Ini tentu jauh berbeda dari toko-toko modern yang tentu lebih dingin, bersih, dan nyaman. Apalagi komoditas yang dijajakan di pasar nyaris sama. Soal harga, selisihnya juga tak lagi terlalu besar. Pasar swalayan bahkan acap menggelar aksi diskon yang nyaris mustahil didapati di pasar tradisional.

Revisi

Tanpa campur tangan pemerintah, mustahil pasar tradisional bisa bertahan. Sayangnya hingga kini belum ada peraturan yang melindungi pasar tradisional ataupun pembatasan kuota jumlah pasar modern di suatu wilayah. Adalah era perdagangan bebas atau globalisasi yang menyebabkan dinas pengelola pasar serta pemerintah daerah tidak berhak melakukan intervensi atau melarang pembangunan pasar modern. Akibatnya sudah bisa ditebak. Pertumbuhan pasar modern tidak terkendali. Bahkan, keberadaannya sudah menjangkau kota kecamatan atau kelurahan yang mengakibatkan posisi pasar tradisional berada di ujung kematian.
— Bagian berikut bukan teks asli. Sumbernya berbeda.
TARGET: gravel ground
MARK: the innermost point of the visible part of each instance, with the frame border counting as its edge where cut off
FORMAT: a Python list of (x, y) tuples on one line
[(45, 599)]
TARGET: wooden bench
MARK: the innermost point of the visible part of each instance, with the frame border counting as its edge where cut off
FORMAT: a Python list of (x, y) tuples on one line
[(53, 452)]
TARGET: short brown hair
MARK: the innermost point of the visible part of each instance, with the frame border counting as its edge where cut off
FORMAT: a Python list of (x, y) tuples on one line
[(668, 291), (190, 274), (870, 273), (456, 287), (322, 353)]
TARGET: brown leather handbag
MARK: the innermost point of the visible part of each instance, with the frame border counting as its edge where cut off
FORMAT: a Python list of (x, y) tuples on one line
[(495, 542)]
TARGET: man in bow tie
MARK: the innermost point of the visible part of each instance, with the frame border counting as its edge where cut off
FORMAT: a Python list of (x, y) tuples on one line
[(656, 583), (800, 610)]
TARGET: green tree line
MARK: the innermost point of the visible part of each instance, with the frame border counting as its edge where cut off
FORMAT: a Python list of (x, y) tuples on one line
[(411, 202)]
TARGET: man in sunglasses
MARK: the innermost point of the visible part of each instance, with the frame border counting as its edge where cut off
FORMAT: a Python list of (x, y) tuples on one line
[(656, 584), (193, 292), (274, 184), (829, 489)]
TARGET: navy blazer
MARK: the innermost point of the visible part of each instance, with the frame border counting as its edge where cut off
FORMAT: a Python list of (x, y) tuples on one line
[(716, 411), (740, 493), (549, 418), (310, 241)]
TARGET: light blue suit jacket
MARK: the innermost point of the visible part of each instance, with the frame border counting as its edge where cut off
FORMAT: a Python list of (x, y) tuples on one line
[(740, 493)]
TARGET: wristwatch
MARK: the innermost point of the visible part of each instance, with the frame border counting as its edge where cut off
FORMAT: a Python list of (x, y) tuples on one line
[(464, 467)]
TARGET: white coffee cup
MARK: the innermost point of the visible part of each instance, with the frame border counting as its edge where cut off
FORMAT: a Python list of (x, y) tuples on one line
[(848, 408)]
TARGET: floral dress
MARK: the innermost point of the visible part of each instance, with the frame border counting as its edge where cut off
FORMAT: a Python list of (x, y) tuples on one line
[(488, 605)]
Di sisi lain pemerintah juga terkesan setengah hati mengembangkan pasar tradisional. Dengan dalih biaya pengelolaan pasar yang telah direnovasi terlalu besar, pemerintah memberikan hak kepada pengembang pasar (investor) untuk mengelola pasar tersebut. Hasilnya, niat pemerintah yang semula ingin memperbaiki kondisi pasar tradisional agar mampu bersaing dengan pasar modern malah menjadi bencana bagi pedagang asli pasar tersebut. Sebab, harga jual kios yang mereka tempati dulu, melambung tinggi hingga tak terbeli. Akibatnya pasar yang telah direnovasi justru menjadi mangkrak. Sementara yang belum terenovasi kondisinya semakin memperihatinkan.